A loading dose of morphine (100 μg/kg) was administered after coming off bypass; thereafter, morphine infusion was commenced at 40 μg/kg/hr. During intensive care, nurses regularly assessed pain and discomfort with validated observational instruments (COMFORT-Behavior scale and Numeric Rating Scale—for pain). These scores guided analgesic and sedative treatment. Plasma samples were obtained for pharmacokinetic analysis.

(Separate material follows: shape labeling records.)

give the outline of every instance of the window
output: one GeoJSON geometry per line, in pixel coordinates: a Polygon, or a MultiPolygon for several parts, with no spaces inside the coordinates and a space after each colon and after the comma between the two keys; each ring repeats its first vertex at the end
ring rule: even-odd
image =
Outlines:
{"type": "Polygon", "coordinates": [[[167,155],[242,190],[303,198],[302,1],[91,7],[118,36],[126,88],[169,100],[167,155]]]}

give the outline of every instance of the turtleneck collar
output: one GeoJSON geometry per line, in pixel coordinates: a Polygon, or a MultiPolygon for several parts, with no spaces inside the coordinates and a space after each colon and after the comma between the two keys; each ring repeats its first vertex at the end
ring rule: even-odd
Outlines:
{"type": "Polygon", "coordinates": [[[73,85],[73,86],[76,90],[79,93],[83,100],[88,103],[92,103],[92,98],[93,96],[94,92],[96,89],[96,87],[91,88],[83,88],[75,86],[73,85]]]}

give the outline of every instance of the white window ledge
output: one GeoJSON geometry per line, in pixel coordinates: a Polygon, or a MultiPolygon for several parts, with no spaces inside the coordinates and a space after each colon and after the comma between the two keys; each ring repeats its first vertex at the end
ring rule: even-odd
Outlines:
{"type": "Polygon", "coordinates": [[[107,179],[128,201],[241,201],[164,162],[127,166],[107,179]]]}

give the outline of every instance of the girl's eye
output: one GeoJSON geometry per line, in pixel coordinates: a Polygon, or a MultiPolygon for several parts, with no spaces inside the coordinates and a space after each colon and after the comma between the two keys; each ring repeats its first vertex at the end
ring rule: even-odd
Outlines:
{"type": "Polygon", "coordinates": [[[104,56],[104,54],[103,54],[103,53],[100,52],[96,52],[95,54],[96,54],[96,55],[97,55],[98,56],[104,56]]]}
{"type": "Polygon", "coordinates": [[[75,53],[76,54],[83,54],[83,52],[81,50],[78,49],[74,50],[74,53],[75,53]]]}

Measurements and Main Results:

Median COMFORT-Behavior and Numeric Rating Scale scores were not statistically significantly different between the two groups. The median morphine infusion rate during the first 24 hours after surgery was 31.3 μg/kg/hr (interquartile range, 23.4–36.4) in the Down syndrome group versus 31.7 μg/kg/hr (interquartile range, 25.1–36.1) in the control group (p = 1.00). Population pharmacokinetic analysis revealed no statistically significant differences in any of the pharmacokinetic variables of morphine between the children with and without Down syndrome.

Conclusions:

This prospective trial showed that there are no differences in pharmacokinetics or pharmacodynamics between children with and without Down syndrome if pain and distress management is titrated to effect based on outcomes of validated assessment instruments. We have no evidence to adjust morphine dosing after cardiac surgery in children with Down syndrome.